I love questions like this! The idea of “carrying your cross” is just one of many phrases that used to completely baffle me — given my completely nonreligious background, I’ve had many struggles translating Christian-speak to English (I talked about my confusion about the concept of “turning it over to God” a while back). I think I’m starting to understand it now, so here’s my stab at answering the question:
My own loose definition of “carrying my cross” would be to take the suffering and inconveniences that are in front of me right here, right now, and use them to generate love. How we you use suffering to generate love? By turning to God in trust, believing that he can make good come out of this situation, not letting the physical or mental pain act as a barrier between ourselves and the Source of all love, etc. Let me offer a concrete example that will better explain my understanding.
The Situation: Let’s say that I get another DVT, which causes me agonizing pain and leaves me unable to walk or complete even the simplest daily tasks. There are two ways I could handle this. One would involve “carrying” this “cross” of the blood clot and the inconvenience and pain it caused; the other way would involve running screaming from my cross instead of carrying it (I have a lot of familiarity with this latter way).
An example of carrying my cross: Make the conscious choice to trust that God not only can but will use this situation for good, even if the ways he will do that are not immediately apparent to me. Use my helplessness as a chance to become other-focused: reach out to friends and family and let them know how much they are loved and needed, tell my doctors how much their expertise is appreciated, think of new ways to serve my family even if I can’t walk very well, etc. Constantly look for ways in which this situation might ultimately lead me and others closer to God. Finally, in terms of the physical pain, unite it with Christ’s sufferings on the Cross, i.e. remind myself that God knows what it is to suffer, and embrace the fact that the suffering I’m experiencing can be offered as a sacrifice to God.

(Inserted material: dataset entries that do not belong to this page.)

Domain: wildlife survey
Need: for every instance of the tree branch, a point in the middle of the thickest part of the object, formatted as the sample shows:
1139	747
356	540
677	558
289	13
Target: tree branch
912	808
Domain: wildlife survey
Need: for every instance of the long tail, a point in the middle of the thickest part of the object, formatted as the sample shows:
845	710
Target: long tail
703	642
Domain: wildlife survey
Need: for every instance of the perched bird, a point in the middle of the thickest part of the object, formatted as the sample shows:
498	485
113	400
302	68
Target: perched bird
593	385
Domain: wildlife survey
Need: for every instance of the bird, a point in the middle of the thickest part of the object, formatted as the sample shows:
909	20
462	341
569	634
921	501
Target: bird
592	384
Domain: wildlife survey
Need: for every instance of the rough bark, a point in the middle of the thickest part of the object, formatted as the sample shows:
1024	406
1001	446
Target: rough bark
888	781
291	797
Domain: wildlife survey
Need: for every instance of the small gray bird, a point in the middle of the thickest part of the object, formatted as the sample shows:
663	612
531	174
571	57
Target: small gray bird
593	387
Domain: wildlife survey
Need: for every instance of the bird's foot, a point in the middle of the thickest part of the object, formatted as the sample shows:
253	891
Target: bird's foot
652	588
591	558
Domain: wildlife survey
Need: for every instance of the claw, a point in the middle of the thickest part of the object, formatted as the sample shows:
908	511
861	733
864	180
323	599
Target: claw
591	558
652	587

An example of not carrying my cross: Complain constantly. Make sure everyone knows about how much pain I’m in, even if there’s nothing they can do about it. Focus on others only to envy how much better everyone else has it than I do. Adopt a mentality that the world owes me something because I perceive that I have it so much worse than everyone else. Continue to try to control every single aspect of my life, get frustrated when I can’t because of my condition, and resort to wallowing in worry. Let my pain cause me to become almost entirely focused on myself and the concerns of this world. Forget that God knows what it is to suffer, and begin to think of him as a cold, distant deity. In my completely self-focused state, refuse to consider that anything good could possibly come of this, and think that it wouldn’t be worth it even if it did.
Interestingly, in the former situation, there is more love in the world than there was before the suffering occurred. In that latter, there is less.
So that’s my understanding of what it means to “carry your cross.” As with everything else I write, take it with a grain of salt — I’m a relatively new convert and still have a lot to learn. I’d love it if some older (in faith years, anyway) and wiser Christians wanted to take a stab at answering this one as well.